Much has changed within Voortman Steel Machinery the past year. More machines were added, but also more people. Such a strong growth sometimes requires a different, new approach. This also applies to the installation process of new machines. Rudy van Eden and Geert Smit talk about this new approach and how they apply it in their daily activities. Rudy van Eden (Support Engineer Projects) supports during the commissioning of new machines on site. His direct colleague Geert Smit (Support Installation) supports the installation. Geert: “We ensure that the boys can do their job well.” Both Rudy and Geert have several years of experience in the field. And it shows. “We know the working method and have experience in the ins and outs of the workplace. That is important when you have to manage people and processes.”
Over the past year, the installation procedure has changed drastically. The details of each project are discussed in advance as completely as possible with the service engineers and the project managers. There are more teams which are more permanent, each with their own specialties. Rudy explains: “Previously, the boys were assigned based on availability. Now they are assigned based on experience and knowledge. Instead of adapting colleagues to the projects, we now adapt the projects and planning.” Geert adds: “In the past, we had to figure it out ourselves. Now, many problems are prevented beforehand by discussing everything. That saves time and energy and frustration at the customer’s!”
The main goal of this new way of working is to prevent problems, instead of solving them afterwards. Rudy: “It is not completely right yet, but we are certainly on the right track.” Geert: “We already see fewer problems now. We invest in preparation and we save time during installation and commissioning in return. We also save a lot of time on aftercare. Actually, we are worth our weight in gold”, he finishes his argument laughing.
In the workshop, the FAT (Factory Acceptance Test) is executed and where possible, everything is being tested. Geert explains: “During the FAT we check whether the delivery is complete. Are all sold parts present, but also: does everything work properly, so that we can deliver a well-functioning system to the customer.” The SAT (Site Acceptance Test) takes place after installation, commissioning and training. At the SAT, the machine is checked for operation and specifications and, very important, everything is recorded. Deviations and tolerances are listed. “In this way, the customer not only signs for receipt, but also states that everything works well and the employees are sufficiently trained. This ensures clarity on both sides and prevents unclear complaints afterwards.”
In addition to the FAT and SAT, a SIT (System Integration Test) can also be performed. This test is specifically used after placement of a system (a combination of several cooperating machines). The machine itself is tested and the mutual cooperation of the machines in the system as well. “Does the system fit and does it meet the expectations of the customer? That is of course one of the main goals. And it is also one of the reasons for working with permanent teams now, they know exactly what the system must be capable of and what the customer can expect from it.”

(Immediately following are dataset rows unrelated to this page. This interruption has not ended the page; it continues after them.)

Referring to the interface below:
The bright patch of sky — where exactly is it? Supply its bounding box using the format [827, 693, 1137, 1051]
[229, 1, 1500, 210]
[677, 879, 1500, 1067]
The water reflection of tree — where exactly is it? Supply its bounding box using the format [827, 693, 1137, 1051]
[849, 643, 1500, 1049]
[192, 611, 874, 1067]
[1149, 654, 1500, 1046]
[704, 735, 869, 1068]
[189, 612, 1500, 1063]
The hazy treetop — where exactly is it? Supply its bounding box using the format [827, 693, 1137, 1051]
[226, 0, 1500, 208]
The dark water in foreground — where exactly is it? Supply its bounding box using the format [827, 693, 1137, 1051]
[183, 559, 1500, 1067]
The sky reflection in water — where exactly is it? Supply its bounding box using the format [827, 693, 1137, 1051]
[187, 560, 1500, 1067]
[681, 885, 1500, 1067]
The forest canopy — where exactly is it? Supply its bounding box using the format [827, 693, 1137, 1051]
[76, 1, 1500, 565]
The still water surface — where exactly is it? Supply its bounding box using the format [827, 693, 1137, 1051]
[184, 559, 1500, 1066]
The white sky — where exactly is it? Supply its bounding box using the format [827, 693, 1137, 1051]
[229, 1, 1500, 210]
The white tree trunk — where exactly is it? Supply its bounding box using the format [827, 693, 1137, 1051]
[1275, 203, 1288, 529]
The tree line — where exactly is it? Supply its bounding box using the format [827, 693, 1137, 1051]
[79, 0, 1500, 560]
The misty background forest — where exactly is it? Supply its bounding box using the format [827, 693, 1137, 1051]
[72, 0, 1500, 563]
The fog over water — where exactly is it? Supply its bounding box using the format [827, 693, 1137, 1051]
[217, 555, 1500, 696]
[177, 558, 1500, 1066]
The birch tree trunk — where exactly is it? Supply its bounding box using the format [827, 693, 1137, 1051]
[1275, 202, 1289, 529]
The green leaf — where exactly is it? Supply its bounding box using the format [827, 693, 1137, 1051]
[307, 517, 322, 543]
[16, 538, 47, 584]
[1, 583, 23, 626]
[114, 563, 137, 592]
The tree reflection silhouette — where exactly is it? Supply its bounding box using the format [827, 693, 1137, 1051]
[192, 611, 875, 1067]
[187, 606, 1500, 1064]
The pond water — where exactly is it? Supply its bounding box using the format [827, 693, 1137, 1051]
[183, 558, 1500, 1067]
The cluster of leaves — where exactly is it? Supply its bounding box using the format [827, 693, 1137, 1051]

This new way of working is positive for Voortman Steel Machinery and for the customer, so winwin. During the preparations, expectations are also managed: customers know what they can and should expect. At the same time, Voortman anticipates these expectations in advance. “After the machine or system has been installed, it will remain ‘in project’ for another four weeks. This means that the customer has four weeks to report any problems, after which we solve them as quickly as possible. That costs us a lot less time than before.” Rudy confirms that the new way of working has a direct impact on the cooperation. “Previously, the service engineers communicated via the Support department. Now we are their first point of contact and therefore also a filter. It gives a lot of clarity and peace in the workplace.” Geert can confirm this: “The communication lines have become much shorter.”